Sono state 139 le bovine scese effettivamente in campo sulle 148 iscritte, suddivise nelle tre categorie: 29 in prima, 48 in seconda e 62 in terza. Numeri significativi che testimoniano la forte adesione degli allevatori e il valore della manifestazione.
Prima categoria
A imporsi è stata Caprice, di Livio Pervier di Aosta, che ha avuto la meglio in finale su Mandolla dell’azienda agricola Verney di Gressan. Sul terzo gradino del podio Bataillon di Aurelio Cretier di Saint-Christophe, seguita da Belleville di Angelo Letey di Valpelline.
Seconda categoria
Vittoria per Malizia di Vilmo Bizel di Morgex, che ha superato Kamala della Società La Borettaz di Gressan. Terza Victoire, sempre della stessa società, mentre al quarto posto si è classificata Merveille di Secondo Ferré di Villeneuve.
Terza categoria
Dominio in finale per Bambinò di Aurelio Cretier di Saint-Christophe, che ha sconfitto Kilowatt di Ivan Heresaz di Verrès.
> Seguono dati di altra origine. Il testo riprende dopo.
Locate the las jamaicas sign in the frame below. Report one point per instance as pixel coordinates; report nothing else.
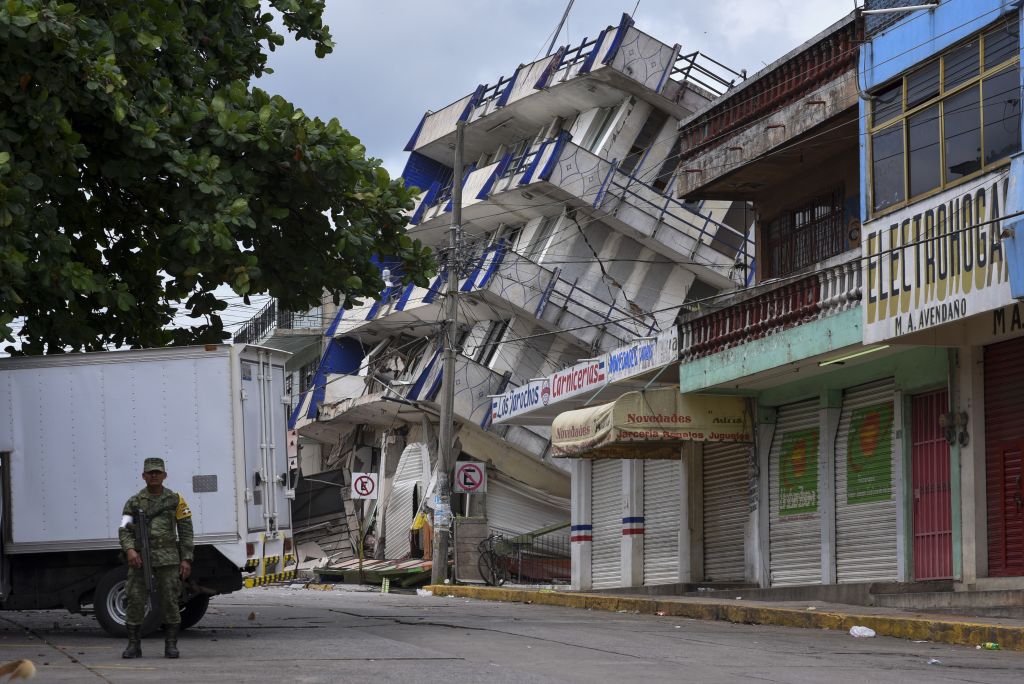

Terza Mirage dell’allevamento Marguerettaz-Vallet di Gignod, quarta Magaly dell’azienda agricola Verney di Gressan.
Il titolo di Regina del peso è andato ancora a Caprice, che ha fatto segnare 810 chilogrammi, confermandosi protagonista assoluta della giornata.
A sottolineare il valore dell’evento è stato il presidente dell’Association, Roberto Bonin: “Non è solo competizione: ogni battaglia è regolamentata, mai cruenta, perché il nostro primo rispetto va alle reines. Dietro ogni animale c’è una famiglia, una stalla, una fatica silenziosa. La Coumba Freida non è un luogo qualsiasi: è la testimonianza che la tradizione vive dove l’uomo sa ancora ascoltare la montagna”.
Il calendario prosegue domenica 26 aprile a Pollein, dove è in programma l’ultima eliminatoria di primavera del 69esimo Concours Régional Batailles de Reines.